Research agrees that "issue spotting" or "issue identification" is an essential skill for lawyers. Clients don't always understand their legal rights or obligations; lawyers have to sort through facts to identify those rights and duties. Each legal matter, moreover, may generate a host of subsidiary issues. If the matter will be filed in court, what procedural rules govern filing the claim? What evidentiary issues may arise in the court proceeding? Lawyers must always be alert to new issues as they handle client matters.
The Building a Better Bar study found that issue identification in practice differs from the "issue spotting" that students and graduates do on exams (pp 44-47). Exams present compact fact patterns with words that often flag the relevant issue. Clients, on the other hand, offer complex stories with few flags; the lawyer often must dig to find the issues.

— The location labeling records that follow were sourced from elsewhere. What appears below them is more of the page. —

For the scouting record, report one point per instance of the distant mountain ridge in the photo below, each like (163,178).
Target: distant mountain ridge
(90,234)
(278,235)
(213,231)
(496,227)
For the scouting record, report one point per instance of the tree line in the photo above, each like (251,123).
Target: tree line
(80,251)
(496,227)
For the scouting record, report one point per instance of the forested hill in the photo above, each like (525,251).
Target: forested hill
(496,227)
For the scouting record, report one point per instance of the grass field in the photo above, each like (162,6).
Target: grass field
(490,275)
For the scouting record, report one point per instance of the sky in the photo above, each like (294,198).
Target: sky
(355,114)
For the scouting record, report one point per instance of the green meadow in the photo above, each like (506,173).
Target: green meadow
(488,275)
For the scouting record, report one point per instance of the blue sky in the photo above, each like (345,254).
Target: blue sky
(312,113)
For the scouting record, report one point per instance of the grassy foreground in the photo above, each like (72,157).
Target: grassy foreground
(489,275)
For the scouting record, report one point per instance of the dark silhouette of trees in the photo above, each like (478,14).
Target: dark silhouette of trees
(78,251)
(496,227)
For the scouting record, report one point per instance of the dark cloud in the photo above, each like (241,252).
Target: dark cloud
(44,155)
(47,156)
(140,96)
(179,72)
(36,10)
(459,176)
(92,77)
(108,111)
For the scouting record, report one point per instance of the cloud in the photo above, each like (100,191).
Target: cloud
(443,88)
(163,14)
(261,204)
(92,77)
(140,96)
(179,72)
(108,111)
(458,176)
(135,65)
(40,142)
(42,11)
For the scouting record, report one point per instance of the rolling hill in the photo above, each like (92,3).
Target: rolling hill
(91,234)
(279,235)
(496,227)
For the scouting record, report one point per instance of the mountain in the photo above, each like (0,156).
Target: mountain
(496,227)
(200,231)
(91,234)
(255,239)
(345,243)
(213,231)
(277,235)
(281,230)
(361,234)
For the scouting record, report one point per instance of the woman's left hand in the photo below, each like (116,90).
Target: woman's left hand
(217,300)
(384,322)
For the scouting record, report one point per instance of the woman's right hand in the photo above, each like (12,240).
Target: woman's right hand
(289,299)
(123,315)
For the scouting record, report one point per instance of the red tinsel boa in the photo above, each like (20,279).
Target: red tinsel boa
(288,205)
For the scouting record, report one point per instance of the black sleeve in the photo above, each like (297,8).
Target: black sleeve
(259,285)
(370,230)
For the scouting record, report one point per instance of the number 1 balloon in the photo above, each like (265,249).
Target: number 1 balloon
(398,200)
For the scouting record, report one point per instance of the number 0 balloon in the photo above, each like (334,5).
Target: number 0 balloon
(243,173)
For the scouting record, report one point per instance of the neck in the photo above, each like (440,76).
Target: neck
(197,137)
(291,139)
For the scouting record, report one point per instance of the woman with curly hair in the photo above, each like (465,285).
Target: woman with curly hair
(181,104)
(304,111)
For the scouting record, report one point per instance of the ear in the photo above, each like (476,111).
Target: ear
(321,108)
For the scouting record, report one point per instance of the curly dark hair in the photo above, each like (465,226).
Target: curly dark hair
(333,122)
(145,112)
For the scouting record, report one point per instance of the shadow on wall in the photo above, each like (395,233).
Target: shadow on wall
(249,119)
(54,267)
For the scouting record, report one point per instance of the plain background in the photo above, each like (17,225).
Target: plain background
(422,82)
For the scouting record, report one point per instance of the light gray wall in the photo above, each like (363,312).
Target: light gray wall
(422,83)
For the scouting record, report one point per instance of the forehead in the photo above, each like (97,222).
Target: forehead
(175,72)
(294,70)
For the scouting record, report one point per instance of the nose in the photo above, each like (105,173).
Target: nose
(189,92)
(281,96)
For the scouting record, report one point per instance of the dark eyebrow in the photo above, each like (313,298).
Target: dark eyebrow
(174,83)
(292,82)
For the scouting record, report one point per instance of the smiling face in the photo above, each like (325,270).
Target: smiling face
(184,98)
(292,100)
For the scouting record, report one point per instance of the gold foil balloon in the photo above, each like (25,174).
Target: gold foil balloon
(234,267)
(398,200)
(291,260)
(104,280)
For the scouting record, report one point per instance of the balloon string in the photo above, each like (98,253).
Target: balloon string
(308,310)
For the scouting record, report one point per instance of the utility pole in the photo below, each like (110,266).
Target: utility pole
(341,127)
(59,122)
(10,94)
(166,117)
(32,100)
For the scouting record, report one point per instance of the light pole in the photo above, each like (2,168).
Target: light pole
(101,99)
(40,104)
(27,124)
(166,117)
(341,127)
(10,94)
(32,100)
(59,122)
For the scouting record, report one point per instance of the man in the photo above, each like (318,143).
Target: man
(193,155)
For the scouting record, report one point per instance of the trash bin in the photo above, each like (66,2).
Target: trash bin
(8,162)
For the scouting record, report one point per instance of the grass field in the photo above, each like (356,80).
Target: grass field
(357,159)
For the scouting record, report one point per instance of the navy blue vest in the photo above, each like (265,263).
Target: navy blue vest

To perform the complex issue identification that practice demands, the Building a Better Bar study found that lawyers need three related skills: (1) the ability to think critically; (2) knowledge of threshold concepts in a wide range of subjects; and (3) the ability to interact effectively with clients. Issue identification is a distinct skill, but it builds upon the latter two skills.
This type of issue identification, which lawyers perform in practice, is difficult to test on written exams. Those exams tend to slip into the more superficial "issue spotting" described above. Instead, sophisticated issue identification is best tested through experiential education or postgraduate supervised practice.